Department of Mathematics, University of Bergen, Norway.
Neural Netw. 2022 Jan;145:164-176. doi: 10.1016/j.neunet.2021.10.014. Epub 2021 Oct 23.
The Delta method is a classical procedure for quantifying epistemic uncertainty in statistical models, but its direct application to deep neural networks is prevented by the large number of parameters P. We propose a low cost approximation of the Delta method applicable to L-regularized deep neural networks based on the top K eigenpairs of the Fisher information matrix. We address efficient computation of full-rank approximate eigendecompositions in terms of the exact inverse Hessian, the inverse outer-products of gradients approximation and the so-called Sandwich estimator. Moreover, we provide bounds on the approximation error for the uncertainty of the predictive class probabilities. We show that when the smallest computed eigenvalue of the Fisher information matrix is near the L-regularization rate, the approximation error will be close to zero even when K≪P. A demonstration of the methodology is presented using a TensorFlow implementation, and we show that meaningful rankings of images based on predictive uncertainty can be obtained for two LeNet and ResNet-based neural networks using the MNIST and CIFAR-10 datasets.
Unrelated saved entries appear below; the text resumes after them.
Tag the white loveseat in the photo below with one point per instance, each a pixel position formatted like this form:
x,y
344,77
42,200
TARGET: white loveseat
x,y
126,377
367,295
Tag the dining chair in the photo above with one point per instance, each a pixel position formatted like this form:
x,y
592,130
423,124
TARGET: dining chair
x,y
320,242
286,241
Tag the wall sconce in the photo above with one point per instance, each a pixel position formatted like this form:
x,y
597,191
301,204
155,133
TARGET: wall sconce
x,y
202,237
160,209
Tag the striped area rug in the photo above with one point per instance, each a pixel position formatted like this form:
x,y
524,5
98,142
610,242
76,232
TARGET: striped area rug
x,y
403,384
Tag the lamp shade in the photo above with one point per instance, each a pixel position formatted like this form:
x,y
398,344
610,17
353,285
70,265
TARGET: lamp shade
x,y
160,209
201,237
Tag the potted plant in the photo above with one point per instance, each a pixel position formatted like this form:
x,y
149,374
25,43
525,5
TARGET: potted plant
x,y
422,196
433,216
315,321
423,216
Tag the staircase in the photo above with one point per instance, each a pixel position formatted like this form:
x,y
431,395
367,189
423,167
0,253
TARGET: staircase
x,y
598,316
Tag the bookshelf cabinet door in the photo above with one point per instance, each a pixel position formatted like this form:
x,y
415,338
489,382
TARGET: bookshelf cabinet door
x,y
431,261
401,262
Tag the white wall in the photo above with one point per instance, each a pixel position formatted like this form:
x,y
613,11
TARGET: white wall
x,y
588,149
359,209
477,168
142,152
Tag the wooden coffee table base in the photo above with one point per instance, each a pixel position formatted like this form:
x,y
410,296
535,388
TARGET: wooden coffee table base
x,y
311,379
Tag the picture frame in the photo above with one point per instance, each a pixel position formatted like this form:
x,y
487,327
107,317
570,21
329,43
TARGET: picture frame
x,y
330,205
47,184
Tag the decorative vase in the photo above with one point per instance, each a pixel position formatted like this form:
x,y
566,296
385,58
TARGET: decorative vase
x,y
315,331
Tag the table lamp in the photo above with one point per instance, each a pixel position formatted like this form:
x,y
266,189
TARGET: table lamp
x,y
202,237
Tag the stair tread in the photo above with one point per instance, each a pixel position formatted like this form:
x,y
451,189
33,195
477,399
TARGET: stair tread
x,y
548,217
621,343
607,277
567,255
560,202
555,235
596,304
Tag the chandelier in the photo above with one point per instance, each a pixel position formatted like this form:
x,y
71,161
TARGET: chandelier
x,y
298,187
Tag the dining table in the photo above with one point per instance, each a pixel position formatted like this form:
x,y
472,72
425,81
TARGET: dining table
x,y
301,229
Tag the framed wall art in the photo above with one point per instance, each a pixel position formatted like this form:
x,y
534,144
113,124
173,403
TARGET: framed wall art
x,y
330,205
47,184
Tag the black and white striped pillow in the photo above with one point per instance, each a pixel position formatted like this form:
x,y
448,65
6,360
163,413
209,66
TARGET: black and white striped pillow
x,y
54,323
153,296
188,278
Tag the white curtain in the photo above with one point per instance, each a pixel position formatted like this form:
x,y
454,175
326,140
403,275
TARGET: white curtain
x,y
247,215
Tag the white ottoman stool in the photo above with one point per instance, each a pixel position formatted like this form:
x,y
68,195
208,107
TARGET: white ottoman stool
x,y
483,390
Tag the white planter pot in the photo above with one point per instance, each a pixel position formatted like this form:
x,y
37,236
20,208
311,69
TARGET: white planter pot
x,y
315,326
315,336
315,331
Further, we observe that false positives have on average a higher predictive epistemic uncertainty than true positives. This suggests that there is supplementing information in the uncertainty measure not captured by the classification alone.
Delta 方法是一种用于量化统计模型中认知不确定性的经典方法,但由于参数 P 的数量很大,直接将其应用于深度神经网络是不可行的。我们提出了一种基于 Fisher 信息矩阵的 top K 特征对的低成本近似 Delta 方法,适用于 L-正则化深度神经网络。我们解决了基于精确逆 Hessian、梯度逼近的逆外积和所谓的 Sandwich 估计的全秩近似特征分解的有效计算问题。此外,我们还提供了预测类概率不确定性的逼近误差的界。我们表明,当 Fisher 信息矩阵的最小计算特征值接近 L-正则化率时,即使 K≪P,逼近误差也将接近零。我们使用 TensorFlow 实现演示了该方法,并表明可以使用 MNIST 和 CIFAR-10 数据集,基于预测不确定性对基于 LeNet 和 ResNet 的两个神经网络的图像进行有意义的排序。此外,我们观察到假阳性的预测认知不确定性平均高于真阳性。这表明不确定性度量中包含了仅通过分类无法捕捉到的补充信息。